By cleansing the leper, He restored this man’s entire life to him. He was living as an outcast, separated from the community; his leprosy, in a sense, took everything from him. But he had faith in Jesus and presented himself to the care and mercy of God. The result was that he was made whole and restored to full health.
Jesus often would tell those who were healed to tell no one. One reason for this was that Jesus’ acts of love and mercy were not done for His own benefit, rather, they were done out of love. Jesus loved this leper and wanted to offer Him this precious gift of healing.
The parallel to our lives is joyfully obvious. Jesus healed the leper out of compassion and, in return, only wanted the man’s gratitude. He did not need to make this a public spectacle.
The same is true with us. We need to know that God loves us so much that He wants to lift our heavy burdens and heal our weaknesses simply because He loves us. He doesn’t do it first because it will benefit Him, rather, He does it out of love for us.

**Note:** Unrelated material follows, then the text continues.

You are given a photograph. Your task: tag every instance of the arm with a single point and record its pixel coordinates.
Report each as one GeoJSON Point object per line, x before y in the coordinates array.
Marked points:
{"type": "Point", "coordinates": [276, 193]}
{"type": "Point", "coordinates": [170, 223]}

The very nature of an act of love and compassion is such that it should be done simply out of love. In fact, doing something loving and compassionate that is not noticed by anyone helps us grow in love and compassion. It purifies our intentions and enables us to love for love’s sake.
His love is simply more powerful than any person’s sin, no matter how grave. He is not afraid to be associated with sinners or to touch lepers. It was this same love that moved the Word to become “flesh and dwell among us” (John 1:14). By taking our human nature to himself he “stretched out his hand and touched us.” When we give Jesus our sins he nails them to the cross — and it is precisely at the cross that we discover two things: the true nature of our sin and the infinite love the prompts Jesus to touch us.
Prayer of The Day
“Lord, may I grow in love of others and express that love in a pure way. May I never be motivated by a desire for vain praise. Jesus, I trust in You.”
Sin knocks at the door of our lives, but thanks to Jesus we do not have to continue in it. When Jesus heals us, he also gives us the strength (grace) to stay healthy. He heals us so that we may freely walk with him and imitate him in our lives. But do I want to leave aside all my sin? What former leper would ever wish to return to his leprosy? Ultimately it is the heart that must be made clean by way of constant prayer, the sacraments and a genuine effort to do what we know is pleasing to God.